We then examined the correlation between teachers’ overall teaching quality
indicated by classroom videotape observations (last column in Table 4) and the
instructional time teachers spent (2nd
column in Table 4) engaging students in “reporting
data and drawing conclusions.” The correlation coefficient was positive for both EN (r =
.87, p < .05) and HC (r = .89, p < .05) modules, indicating teachers who engaged students
longer in discussing investigations showed a better quality of instruction than teachers
who took less time in this session of discussing.
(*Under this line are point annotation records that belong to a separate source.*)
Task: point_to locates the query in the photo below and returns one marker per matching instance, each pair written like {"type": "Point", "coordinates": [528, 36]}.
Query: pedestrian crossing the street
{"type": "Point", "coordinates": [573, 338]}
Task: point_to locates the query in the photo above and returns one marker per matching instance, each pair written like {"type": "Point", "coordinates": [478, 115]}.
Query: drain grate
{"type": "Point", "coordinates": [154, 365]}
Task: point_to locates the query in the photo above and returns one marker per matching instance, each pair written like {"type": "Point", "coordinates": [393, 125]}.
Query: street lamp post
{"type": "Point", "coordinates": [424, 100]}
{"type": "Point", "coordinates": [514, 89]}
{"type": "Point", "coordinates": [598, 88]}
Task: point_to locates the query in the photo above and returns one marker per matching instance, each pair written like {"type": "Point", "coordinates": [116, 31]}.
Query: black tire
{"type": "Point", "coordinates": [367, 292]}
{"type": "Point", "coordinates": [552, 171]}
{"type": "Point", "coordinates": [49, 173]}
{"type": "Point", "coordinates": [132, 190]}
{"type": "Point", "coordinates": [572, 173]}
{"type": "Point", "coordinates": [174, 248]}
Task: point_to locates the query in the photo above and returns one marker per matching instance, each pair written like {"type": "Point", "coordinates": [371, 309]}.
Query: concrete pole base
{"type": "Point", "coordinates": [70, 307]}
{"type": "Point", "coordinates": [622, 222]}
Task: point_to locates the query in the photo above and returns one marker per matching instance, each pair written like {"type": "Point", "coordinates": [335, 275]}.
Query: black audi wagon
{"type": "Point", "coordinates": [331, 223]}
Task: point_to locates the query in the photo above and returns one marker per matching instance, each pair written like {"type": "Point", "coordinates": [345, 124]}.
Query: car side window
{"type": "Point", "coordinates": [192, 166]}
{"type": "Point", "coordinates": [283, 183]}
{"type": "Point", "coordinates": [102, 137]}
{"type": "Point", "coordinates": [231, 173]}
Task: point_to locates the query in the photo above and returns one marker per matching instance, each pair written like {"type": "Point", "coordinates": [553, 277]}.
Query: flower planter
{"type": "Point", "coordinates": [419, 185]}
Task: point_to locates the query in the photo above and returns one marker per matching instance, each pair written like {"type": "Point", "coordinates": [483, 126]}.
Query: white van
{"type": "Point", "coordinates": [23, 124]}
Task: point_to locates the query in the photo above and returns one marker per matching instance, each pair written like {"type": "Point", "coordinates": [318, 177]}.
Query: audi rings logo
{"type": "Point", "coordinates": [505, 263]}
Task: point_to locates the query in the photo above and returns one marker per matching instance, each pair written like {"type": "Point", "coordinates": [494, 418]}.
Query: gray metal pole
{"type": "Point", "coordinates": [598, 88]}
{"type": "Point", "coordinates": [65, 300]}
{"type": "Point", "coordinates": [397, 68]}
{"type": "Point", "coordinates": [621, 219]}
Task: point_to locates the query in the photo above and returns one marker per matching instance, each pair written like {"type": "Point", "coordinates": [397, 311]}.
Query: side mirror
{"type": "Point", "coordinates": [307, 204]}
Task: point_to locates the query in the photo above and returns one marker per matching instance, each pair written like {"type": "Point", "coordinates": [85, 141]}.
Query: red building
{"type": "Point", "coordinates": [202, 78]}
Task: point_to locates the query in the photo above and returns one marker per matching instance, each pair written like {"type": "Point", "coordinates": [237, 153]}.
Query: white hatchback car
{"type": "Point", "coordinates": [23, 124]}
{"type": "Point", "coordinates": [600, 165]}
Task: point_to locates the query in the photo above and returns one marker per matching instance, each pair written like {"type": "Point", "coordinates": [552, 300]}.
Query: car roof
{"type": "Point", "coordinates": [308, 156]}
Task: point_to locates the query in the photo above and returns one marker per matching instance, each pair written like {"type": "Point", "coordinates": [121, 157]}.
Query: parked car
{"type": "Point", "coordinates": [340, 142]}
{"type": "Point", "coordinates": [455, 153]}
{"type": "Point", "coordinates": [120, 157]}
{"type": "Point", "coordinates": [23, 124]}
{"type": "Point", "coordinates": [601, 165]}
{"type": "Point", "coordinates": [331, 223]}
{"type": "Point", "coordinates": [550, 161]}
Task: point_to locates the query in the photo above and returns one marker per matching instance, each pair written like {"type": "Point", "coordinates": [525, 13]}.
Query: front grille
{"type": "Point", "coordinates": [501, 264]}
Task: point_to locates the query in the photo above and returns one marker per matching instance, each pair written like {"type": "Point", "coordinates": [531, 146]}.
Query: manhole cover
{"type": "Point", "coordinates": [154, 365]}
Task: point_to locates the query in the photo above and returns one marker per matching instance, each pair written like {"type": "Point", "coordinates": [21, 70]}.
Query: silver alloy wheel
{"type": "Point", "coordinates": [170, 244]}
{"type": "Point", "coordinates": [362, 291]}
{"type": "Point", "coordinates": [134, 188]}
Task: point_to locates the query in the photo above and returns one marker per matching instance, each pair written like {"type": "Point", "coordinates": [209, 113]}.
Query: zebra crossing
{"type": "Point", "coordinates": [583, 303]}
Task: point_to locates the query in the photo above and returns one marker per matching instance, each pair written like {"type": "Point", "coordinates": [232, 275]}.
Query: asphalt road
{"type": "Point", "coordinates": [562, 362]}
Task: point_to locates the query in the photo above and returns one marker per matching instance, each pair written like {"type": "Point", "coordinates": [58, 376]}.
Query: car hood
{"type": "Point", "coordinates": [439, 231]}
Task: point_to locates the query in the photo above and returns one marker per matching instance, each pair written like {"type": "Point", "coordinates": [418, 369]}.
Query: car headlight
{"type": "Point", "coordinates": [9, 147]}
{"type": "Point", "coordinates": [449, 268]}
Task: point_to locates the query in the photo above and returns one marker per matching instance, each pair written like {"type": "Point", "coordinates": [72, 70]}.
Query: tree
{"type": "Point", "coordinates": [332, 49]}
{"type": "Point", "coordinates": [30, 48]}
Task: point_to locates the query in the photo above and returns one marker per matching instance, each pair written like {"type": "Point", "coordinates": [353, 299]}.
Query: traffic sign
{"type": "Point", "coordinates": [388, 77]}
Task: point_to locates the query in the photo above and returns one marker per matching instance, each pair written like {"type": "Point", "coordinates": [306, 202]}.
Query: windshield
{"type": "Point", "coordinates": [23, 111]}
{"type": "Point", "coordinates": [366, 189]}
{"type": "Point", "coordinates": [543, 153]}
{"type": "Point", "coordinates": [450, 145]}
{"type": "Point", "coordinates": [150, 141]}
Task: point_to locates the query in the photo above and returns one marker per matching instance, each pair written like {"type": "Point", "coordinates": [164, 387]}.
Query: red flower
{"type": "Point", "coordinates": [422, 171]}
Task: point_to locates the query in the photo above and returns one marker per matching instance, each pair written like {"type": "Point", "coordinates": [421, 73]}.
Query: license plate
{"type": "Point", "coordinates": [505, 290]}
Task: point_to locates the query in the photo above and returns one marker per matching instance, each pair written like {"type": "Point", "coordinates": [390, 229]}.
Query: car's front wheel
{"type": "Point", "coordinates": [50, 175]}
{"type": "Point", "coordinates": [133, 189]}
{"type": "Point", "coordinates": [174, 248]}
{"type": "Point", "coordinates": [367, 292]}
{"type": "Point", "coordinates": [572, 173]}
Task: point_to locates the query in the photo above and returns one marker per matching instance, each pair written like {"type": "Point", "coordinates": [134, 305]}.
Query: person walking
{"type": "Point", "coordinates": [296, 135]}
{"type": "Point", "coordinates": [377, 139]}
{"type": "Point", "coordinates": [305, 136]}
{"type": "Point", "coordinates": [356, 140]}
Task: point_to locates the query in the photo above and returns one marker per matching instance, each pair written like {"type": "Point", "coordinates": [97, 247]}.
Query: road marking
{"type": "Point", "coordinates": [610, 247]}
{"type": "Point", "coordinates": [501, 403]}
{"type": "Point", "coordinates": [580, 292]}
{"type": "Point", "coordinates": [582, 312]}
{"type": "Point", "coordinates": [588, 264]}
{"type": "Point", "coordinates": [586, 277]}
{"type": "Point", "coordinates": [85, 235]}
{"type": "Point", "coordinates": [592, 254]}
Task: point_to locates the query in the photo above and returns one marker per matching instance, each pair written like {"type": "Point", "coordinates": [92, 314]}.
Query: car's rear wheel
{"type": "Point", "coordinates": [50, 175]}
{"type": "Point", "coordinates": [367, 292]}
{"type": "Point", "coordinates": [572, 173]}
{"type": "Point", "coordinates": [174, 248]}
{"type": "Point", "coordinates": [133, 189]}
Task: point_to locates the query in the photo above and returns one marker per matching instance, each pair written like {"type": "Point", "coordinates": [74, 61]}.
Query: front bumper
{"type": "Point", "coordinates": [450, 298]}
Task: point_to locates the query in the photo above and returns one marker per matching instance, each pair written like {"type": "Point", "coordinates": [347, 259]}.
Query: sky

We noticed that the segment of data reporting and drawing conclusions was
almost the last instructional episode in each investigation. We wonder whether teachers
would overlook the importance of this session because of its proximity to the end of the
instructional process and whether the average of seven minutes was enough for teachers
to carry out a productive discussion to make sense of the data and connect the data
pattern to the explanations. Fortunately, according to the finding, most of the teachers (6
teachers for each of the EN and HC modules) led the class discussion on “reporting the
investigation data and then drawing conclusions” in the two coded investigations/lessons.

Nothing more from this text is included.